The world changes. Facts that were true last week may be false today. A user's preferred framework shifts. A project gets cancelled. A team member moves to a new role. Memory systems that can't represent change are lying to agents by omission — presenting stale facts with the same confidence as current ones.
v0.8.0 adds temporal versioning, contradiction detection, and graph-aware recall. These aren't independent features; they're four phases of the same insight: memory needs time.
Phase 1: Temporal Versioning#
Every memory now carries valid_from and valid_to timestamps. A memory with valid_to = null is currently valid. When new information supersedes an existing memory — say, "Alice uses TypeScript" replaces "Alice uses JavaScript" — the old memory isn't deleted. Its valid_to is set to the current timestamp, and a new memory is created with valid_from now and a supersedes edge pointing to the old one.
This is the bi-temporal model: we track both when the fact was true (valid time) and when we learned about it (transaction time). The distinction matters for debugging. If an agent made a bad decision last Tuesday, you can reconstruct exactly what Cortex knew at that moment.
The recall scoring formula applies a 0.3× multiplier to superseded memories. They're not invisible — they're historically relevant — but they lose priority against current facts. Agents can still query the version history explicitly if they need to audit past states.
Phase 2: Episodic Extraction#
Conversations have temporal structure that flat memories lose. The sequence "user asked about deployment → agent explained Docker setup → user confirmed it worked" is an episode — a coherent narrative arc with a beginning, middle, and outcome. Storing those three moments as independent memories loses the arc.
v0.8.0 introduces Episode nodes in the graph. When multiple related memories are captured in the same session, Cortex uses Claude Haiku to detect episode boundaries and create an Episode node that links to all participating memories. The Episode captures the session context, the participants, and a one-sentence summary.
This has a concrete effect on recall: searching for "how did we solve the deployment problem?" can now traverse from the Episode node to retrieve all the memories in that narrative context, rather than returning only the most semantically similar individual fragment.
Phase 3: Contradiction Detection#
Without contradiction detection, a memory system accumulates conflicting facts silently. "Alice prefers dark mode" and "Alice prefers light mode" can coexist indefinitely, with the agent alternating between them based on which happens to rank higher.
v0.8.0 detects contradictions at capture time. When a new memory is being stored, Claude Haiku compares it against recent memories in the same scope and project. If the new fact directly contradicts an existing one, both memories are added to a conflict group — a Memgraph node that links the conflicting facts and records the conflict timestamp.
Recall scoring applies a 0.8× multiplier to memories that are part of an active conflict group. The agent still receives both facts but with a reduced score, and the presence of the conflict is surfaced in the recall metadata.

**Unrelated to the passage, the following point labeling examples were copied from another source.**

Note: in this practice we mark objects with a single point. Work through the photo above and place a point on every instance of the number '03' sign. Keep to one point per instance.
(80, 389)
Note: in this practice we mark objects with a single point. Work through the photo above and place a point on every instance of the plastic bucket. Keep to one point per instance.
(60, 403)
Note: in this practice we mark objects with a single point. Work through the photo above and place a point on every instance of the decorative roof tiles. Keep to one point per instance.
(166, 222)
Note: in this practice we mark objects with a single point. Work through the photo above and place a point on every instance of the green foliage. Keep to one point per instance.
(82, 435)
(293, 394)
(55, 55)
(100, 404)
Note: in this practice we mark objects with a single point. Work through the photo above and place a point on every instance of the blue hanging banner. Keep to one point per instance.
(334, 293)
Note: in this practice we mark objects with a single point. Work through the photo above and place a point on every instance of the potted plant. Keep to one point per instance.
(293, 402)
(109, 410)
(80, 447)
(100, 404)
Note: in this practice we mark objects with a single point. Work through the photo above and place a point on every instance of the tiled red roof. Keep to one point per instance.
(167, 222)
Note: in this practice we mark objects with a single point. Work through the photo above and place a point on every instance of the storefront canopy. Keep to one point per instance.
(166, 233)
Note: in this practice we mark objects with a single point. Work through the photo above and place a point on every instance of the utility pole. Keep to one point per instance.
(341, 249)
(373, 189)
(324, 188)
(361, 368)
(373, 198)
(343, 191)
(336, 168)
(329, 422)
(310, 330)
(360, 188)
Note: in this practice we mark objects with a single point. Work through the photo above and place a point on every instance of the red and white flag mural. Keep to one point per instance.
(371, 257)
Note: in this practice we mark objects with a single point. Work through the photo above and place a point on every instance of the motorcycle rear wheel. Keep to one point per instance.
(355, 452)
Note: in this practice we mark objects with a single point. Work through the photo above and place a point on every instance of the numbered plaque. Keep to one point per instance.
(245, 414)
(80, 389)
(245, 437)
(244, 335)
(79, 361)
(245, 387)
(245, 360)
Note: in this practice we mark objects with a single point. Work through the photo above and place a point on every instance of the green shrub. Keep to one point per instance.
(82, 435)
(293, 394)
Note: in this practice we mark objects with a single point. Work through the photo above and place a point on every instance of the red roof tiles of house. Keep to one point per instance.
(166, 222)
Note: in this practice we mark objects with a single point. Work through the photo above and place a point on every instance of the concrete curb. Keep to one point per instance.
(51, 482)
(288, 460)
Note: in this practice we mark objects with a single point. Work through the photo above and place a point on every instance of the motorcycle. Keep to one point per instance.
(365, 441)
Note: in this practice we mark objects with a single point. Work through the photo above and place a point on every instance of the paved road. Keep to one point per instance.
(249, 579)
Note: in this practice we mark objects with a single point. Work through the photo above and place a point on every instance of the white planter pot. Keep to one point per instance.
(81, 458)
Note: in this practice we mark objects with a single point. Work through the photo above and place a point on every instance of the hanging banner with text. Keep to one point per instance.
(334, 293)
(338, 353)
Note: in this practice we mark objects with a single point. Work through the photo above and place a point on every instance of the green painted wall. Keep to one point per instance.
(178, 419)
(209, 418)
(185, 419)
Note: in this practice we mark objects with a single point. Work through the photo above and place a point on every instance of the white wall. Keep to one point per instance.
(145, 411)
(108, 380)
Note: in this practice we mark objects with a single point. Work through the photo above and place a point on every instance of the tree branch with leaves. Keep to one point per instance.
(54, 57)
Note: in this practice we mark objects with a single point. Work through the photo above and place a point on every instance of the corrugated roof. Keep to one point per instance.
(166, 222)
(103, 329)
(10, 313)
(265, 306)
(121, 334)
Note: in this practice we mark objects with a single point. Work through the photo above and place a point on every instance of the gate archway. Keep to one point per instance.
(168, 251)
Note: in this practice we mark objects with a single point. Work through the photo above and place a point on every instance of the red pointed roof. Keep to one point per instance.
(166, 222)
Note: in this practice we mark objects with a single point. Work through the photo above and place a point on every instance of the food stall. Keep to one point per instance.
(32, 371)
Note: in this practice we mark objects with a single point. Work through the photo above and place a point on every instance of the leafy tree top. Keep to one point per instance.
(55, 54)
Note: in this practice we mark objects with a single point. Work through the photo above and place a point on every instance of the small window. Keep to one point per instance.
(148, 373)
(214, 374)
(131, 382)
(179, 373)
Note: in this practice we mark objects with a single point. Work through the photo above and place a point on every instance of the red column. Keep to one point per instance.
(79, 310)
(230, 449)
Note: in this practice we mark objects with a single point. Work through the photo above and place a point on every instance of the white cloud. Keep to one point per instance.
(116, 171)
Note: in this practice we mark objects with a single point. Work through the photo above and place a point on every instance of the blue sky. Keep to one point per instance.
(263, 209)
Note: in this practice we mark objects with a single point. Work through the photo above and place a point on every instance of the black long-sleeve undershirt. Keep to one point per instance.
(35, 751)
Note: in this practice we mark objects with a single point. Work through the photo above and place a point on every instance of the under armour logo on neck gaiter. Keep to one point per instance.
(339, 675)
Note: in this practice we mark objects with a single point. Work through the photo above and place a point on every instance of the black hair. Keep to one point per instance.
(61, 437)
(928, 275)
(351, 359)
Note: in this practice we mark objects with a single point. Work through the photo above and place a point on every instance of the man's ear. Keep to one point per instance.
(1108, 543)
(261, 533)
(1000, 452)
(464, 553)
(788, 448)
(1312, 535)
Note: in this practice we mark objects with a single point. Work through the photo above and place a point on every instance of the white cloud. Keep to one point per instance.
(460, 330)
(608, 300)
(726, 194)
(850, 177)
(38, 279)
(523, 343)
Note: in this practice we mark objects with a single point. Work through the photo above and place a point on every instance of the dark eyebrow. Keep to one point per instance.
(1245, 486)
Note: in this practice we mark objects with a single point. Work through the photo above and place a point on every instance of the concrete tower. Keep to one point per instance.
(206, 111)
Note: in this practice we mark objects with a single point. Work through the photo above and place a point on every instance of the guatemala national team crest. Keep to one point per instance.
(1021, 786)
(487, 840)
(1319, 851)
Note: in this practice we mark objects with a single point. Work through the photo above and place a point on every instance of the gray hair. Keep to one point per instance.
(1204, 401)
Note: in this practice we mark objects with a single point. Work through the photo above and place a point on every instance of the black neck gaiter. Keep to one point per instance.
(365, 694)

Agents built on Cortex can inspect the conflicts field and prompt for clarification rather than silently picking a winner.
Conflict resolution happens through one of three paths: a newer memory explicitly supersedes the conflicting pair (resolving the group), a user provides an explicit resolution via the API, or the conflict group ages out via the TTL lifecycle manager.
Phase 4: Graph-Aware Recall#
Previous versions of Cortex performed vector similarity search against memory embeddings and combined the results with graph traversal. v0.8.0 makes this combination more principled using Reciprocal Rank Fusion (RRF).
RRF takes N ranked lists and produces a single ranking by summing 1 / (k + rank_i) for each item across all lists, where k is a smoothing constant (we use 60, the standard default). The formula is remarkably robust: you don't need to normalize scores across sources, and a strong signal in any single list can elevate an item even if it's absent from others.
The three lists that feed into RRF in v0.8.0:
- Vector similarity over memories — semantic match against the query embedding
- Entity-graph traversal — memories reachable within 2 hops from entities mentioned in the query
- Episodic context — memories that belong to episodes related to recent conversation turns
After RRF fusion, the combined list feeds into the existing 8-factor scoring formula. Graph-aware recall adds structure-awareness on top of, not instead of, the semantic and recency signals.
The Combined Effect#
These four phases interact in ways that are greater than the sum of their parts. Temporal versioning means contradiction detection has clean version history to work with. Episodes give graph traversal richer starting points. RRF fusion ensures that structurally-connected memories surface even when they're not the closest semantic match.
The result is a memory system that doesn't just store facts — it understands when they were true, how they relate to each other, and how they fit into the narrative arc of an agent's conversations.